SUMMARY: This is a critical security announcement.

An attack that exploits a Firefox vulnerability in JavaScript [1] 
has been observed in the wild. Specifically, Windows users using the
Tor Browser Bundle (which includes Firefox plus privacy patches [2])
appear to have been targeted.

This vulnerability was fixed in Firefox 17.0.7 ESR [3]. The following
versions of the Tor Browser Bundle include this fixed version:
2.3.25-10 (released June 26 2013) [4]
2.4.15-alpha-1 (released June 26 2013) [4]
2.4.15-beta-1 (released July 8 2013) [5]
3.0alpha2 (released June 30 2013) [6]

Tor Browser Bundle users should ensure they're running a recent enough
bundle version, and consider taking further security precautions as
described below.

WHO IS AFFECTED:
In principle, all users of all Tor Browser Bundles earlier than
the above versions are vulnerable. But in practice, it appears that
only Windows users with vulnerable Firefox versions were actually
exploitable by this attack.

(If you're not sure what version you have, click on "Help -> About
Torbrowser" and make sure it says Firefox 17.0.7. Here's a video: [7])

To be clear, while the Firefox vulnerability is cross-platform, the
attack code is Windows-specific.
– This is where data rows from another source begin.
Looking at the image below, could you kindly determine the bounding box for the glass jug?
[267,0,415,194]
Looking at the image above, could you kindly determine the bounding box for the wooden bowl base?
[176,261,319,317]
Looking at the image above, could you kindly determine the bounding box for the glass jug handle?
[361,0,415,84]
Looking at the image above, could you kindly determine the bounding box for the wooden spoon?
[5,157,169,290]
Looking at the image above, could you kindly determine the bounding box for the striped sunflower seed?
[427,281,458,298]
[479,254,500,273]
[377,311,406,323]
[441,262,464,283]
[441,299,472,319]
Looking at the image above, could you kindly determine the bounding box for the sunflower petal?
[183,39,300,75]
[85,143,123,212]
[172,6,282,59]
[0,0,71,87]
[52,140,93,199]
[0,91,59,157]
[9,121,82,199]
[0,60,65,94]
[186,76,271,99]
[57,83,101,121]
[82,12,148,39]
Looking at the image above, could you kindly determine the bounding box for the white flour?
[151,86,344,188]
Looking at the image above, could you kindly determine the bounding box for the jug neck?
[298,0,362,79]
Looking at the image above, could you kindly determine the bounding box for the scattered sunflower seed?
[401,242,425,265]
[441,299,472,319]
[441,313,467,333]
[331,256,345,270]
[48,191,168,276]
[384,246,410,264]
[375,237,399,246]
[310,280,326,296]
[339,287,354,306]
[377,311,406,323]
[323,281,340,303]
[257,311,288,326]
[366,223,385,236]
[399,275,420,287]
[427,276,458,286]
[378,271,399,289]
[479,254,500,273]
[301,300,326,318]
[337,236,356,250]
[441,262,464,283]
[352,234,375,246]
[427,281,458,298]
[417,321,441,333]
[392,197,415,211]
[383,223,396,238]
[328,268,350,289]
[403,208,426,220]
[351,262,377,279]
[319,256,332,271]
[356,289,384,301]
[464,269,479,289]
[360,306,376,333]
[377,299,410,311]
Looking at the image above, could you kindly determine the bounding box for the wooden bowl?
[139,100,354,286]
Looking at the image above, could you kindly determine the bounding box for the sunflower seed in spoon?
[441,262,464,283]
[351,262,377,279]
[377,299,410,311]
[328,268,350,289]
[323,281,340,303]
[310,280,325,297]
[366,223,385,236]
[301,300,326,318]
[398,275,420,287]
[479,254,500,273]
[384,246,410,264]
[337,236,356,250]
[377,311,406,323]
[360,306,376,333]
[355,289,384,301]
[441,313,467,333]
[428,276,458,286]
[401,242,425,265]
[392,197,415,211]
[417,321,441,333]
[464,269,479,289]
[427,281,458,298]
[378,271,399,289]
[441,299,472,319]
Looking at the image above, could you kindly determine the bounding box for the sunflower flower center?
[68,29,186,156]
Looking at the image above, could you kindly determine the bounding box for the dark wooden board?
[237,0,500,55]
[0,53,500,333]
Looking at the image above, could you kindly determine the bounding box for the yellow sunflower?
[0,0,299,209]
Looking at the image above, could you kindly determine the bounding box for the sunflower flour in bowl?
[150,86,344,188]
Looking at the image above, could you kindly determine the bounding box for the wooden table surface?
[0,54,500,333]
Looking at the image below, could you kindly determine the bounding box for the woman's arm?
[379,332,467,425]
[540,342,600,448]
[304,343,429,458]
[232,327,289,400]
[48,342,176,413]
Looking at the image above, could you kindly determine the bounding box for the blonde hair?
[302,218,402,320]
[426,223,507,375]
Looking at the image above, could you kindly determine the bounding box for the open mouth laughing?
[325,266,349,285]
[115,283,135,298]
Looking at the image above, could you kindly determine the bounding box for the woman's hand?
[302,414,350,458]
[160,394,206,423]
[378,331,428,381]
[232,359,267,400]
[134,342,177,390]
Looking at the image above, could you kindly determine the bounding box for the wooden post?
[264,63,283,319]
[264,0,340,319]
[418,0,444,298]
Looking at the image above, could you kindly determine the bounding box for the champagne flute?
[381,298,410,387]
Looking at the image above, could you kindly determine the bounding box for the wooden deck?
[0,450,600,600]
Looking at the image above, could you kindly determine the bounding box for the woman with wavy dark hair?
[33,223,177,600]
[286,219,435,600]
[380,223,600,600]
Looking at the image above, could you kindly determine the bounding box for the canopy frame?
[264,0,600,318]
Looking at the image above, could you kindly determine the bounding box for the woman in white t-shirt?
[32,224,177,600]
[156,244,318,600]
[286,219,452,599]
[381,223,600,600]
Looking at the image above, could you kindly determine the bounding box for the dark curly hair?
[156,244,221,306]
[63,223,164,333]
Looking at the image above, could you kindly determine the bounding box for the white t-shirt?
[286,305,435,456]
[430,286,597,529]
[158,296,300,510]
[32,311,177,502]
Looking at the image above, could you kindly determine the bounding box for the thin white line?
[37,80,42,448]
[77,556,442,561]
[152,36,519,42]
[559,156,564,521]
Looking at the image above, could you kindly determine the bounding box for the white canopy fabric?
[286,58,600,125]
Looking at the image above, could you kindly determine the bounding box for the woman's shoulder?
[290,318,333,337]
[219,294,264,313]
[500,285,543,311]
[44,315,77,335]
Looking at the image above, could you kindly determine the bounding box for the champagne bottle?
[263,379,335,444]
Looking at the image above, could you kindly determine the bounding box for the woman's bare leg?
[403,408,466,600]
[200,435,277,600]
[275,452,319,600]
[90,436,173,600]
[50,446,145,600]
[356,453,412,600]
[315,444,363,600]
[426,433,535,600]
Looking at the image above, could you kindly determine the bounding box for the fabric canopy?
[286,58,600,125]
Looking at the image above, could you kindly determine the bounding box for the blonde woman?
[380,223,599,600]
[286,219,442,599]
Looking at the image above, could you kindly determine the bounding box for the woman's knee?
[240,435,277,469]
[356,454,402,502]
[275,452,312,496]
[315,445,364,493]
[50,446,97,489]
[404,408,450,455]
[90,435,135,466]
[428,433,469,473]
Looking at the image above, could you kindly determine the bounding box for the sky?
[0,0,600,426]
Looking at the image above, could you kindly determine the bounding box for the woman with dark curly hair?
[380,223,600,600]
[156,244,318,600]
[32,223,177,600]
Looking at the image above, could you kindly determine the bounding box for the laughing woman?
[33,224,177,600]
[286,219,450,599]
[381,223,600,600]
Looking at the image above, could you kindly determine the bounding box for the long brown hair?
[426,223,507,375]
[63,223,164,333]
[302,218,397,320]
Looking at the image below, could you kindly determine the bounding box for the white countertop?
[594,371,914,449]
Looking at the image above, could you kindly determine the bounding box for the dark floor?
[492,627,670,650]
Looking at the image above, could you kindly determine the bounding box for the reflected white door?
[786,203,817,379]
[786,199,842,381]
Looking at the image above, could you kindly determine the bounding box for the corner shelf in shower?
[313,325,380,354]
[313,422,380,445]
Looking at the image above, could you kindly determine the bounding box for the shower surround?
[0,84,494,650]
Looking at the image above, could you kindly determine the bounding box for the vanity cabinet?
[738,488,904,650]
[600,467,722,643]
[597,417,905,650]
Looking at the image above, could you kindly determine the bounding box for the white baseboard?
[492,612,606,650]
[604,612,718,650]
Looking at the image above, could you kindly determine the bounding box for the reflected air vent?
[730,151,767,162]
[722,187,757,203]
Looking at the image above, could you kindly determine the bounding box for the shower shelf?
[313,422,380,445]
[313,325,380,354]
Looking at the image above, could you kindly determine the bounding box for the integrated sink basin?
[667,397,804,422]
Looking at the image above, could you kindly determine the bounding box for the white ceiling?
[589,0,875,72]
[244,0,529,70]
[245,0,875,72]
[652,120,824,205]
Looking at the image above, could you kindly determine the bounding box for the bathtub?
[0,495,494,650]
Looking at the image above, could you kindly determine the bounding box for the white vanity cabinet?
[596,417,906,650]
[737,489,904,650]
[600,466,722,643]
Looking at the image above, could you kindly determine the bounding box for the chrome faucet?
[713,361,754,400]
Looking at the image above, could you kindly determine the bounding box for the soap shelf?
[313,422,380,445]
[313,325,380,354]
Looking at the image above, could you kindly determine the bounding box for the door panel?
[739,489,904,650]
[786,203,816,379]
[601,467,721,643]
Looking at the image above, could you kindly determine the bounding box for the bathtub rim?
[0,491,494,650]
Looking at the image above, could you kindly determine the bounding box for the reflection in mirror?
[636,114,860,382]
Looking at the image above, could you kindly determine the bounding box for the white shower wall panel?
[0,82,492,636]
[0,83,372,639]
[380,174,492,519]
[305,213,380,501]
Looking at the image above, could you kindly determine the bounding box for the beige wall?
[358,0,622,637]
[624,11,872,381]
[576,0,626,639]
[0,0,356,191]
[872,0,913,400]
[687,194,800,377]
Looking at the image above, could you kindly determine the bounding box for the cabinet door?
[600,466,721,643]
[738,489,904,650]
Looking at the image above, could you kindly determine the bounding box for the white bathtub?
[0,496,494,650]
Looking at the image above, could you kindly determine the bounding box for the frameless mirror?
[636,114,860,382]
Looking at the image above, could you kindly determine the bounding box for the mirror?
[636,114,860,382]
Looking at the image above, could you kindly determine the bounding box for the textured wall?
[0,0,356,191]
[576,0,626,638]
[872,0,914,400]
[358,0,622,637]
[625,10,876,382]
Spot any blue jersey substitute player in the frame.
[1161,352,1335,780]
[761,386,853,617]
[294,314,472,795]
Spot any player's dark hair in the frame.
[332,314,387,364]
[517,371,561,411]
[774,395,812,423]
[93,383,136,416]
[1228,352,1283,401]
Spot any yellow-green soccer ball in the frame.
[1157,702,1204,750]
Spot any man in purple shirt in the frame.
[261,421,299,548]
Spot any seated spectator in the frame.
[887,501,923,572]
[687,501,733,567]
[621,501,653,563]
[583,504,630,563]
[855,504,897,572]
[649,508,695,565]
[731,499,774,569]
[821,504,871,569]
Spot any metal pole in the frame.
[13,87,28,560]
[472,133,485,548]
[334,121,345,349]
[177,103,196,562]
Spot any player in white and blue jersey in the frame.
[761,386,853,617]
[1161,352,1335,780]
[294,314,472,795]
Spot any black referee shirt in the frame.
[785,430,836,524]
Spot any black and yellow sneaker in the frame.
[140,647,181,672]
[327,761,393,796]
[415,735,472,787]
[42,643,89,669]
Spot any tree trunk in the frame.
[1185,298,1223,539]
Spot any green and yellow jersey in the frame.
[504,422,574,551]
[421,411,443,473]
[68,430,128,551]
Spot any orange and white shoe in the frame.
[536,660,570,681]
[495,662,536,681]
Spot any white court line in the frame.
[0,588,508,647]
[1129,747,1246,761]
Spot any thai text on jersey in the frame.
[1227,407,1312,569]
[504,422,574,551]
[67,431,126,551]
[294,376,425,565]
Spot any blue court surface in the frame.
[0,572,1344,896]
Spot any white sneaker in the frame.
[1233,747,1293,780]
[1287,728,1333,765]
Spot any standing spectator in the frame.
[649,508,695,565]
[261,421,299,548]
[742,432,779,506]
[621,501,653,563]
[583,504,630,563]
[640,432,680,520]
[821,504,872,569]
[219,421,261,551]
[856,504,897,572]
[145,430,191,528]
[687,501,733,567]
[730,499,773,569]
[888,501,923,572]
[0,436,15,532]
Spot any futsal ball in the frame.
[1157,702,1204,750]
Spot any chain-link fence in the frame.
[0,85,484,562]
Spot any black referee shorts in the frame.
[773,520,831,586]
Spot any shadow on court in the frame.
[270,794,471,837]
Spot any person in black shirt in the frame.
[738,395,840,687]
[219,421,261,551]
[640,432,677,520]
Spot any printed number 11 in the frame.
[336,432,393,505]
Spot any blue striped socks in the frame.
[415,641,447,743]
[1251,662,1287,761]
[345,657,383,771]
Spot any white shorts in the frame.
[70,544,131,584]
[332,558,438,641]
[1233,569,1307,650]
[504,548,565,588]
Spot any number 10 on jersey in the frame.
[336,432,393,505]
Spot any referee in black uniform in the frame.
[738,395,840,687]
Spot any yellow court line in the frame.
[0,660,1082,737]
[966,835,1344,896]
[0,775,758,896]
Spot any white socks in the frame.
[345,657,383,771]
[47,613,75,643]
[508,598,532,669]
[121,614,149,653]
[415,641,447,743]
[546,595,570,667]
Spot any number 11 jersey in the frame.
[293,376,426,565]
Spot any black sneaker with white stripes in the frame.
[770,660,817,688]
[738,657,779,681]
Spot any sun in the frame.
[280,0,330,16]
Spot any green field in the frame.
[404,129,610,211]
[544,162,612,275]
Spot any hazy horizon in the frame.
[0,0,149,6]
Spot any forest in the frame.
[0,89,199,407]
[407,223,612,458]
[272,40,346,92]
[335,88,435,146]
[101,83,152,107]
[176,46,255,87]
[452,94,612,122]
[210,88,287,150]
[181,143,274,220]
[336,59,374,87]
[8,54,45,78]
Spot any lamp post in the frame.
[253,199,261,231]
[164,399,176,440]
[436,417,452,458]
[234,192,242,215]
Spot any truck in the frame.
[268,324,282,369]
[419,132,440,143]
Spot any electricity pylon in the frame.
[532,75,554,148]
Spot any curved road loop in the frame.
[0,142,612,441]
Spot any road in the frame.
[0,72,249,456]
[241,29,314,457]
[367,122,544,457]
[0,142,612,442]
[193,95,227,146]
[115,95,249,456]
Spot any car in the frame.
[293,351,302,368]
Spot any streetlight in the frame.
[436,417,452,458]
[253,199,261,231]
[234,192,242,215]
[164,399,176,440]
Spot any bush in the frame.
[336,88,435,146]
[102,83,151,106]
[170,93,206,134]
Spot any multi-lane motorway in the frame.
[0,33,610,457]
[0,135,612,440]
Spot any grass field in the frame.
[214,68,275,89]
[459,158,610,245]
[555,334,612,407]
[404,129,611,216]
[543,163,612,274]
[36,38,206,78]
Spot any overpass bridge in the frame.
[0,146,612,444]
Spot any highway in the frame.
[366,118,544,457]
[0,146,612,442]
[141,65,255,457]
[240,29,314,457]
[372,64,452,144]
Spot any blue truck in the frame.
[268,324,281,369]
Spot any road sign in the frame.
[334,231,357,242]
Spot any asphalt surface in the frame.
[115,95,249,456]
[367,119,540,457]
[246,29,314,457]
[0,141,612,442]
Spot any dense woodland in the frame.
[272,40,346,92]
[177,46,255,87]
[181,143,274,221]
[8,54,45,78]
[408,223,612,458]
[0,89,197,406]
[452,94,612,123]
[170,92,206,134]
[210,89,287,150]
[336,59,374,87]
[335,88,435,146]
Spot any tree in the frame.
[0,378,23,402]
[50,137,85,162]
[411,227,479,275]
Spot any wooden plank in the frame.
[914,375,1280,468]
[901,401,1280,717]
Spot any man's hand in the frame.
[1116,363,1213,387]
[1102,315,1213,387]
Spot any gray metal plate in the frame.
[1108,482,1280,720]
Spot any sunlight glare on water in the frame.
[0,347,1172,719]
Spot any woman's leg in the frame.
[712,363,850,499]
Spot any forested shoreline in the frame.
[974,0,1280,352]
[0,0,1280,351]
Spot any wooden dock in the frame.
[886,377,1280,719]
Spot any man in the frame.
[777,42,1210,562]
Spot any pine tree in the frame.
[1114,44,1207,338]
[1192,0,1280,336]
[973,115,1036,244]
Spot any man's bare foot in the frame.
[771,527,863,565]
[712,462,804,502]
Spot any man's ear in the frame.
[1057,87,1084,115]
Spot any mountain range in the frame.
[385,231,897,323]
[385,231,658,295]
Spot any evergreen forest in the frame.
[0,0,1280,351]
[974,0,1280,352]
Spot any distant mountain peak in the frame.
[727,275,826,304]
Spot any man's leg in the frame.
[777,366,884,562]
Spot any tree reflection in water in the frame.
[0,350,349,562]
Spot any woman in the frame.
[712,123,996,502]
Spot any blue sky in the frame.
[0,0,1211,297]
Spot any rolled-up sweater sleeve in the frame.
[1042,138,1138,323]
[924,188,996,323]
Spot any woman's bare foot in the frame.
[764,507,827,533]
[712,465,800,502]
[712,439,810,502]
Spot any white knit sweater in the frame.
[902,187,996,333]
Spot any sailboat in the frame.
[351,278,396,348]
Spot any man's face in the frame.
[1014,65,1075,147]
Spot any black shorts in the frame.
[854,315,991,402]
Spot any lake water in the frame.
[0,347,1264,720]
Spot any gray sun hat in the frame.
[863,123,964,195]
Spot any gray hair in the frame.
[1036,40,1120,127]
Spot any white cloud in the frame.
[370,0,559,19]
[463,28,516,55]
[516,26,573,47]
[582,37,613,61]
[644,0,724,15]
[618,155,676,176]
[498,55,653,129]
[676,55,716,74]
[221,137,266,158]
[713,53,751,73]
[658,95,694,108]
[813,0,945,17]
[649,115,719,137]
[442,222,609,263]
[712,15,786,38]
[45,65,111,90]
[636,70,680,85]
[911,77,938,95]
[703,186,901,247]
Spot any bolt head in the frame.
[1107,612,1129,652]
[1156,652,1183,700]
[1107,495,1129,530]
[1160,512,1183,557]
It appears that TBB users on Linux
and OS X, as well as users of LiveCD systems like Tails, were not
exploited by this attack.


https://lists.torproject.org/piperma...st/000089.html

Mirrorshades

P.S.: I should make it clear that I did not write the above posting, I merely copied and pasted it here for everyone's benefit. 

Stay safe, everyone!


----------



## swolesearcher (Aug 8, 2013)

holy shit! i`m having this issues. i haven`t been able to log in my tormail in a week or more.. shit


----------



## chicken_hawk (Aug 9, 2013)

MoFo said:


> holy shit! i`m having this issues. i haven`t been able to log in my tormail in a week or more.. shit



I just logged in a copied my contacts and walked away.

Hawk


----------



## AnaSCI (Aug 9, 2013)

It is only going to continue to get worse. Time to protect yourselves as best you can:

http://www.anasci.org/vB/general-of...avabit-shutdown-citing-govt-interference.html


----------



## swolesearcher (Aug 9, 2013)

chicken_hawk said:


> I just logged in a copied my contacts and walked away.
> 
> Hawk



i wish i could log in... i`m not even able to see the page for the login... i have so many emails i don`t want to lose them all


----------



## Big-John (Aug 9, 2013)

Where is the freedom? This is messed up!


----------



## AnaSCI (Aug 9, 2013)

*An in-depth guide to Freedom Hosting, the engine of the Dark Net*

Eric Eoin Marques, 28—the “largest facilitator of child porn on the planet,” according to the FBI—was recently arrested and is currently in an Irish jail awaiting the conclusion of his extradition trial. The FBI aims to bring Marques to trial in the United States. If convicted, Marques faces up to 30 years in prison.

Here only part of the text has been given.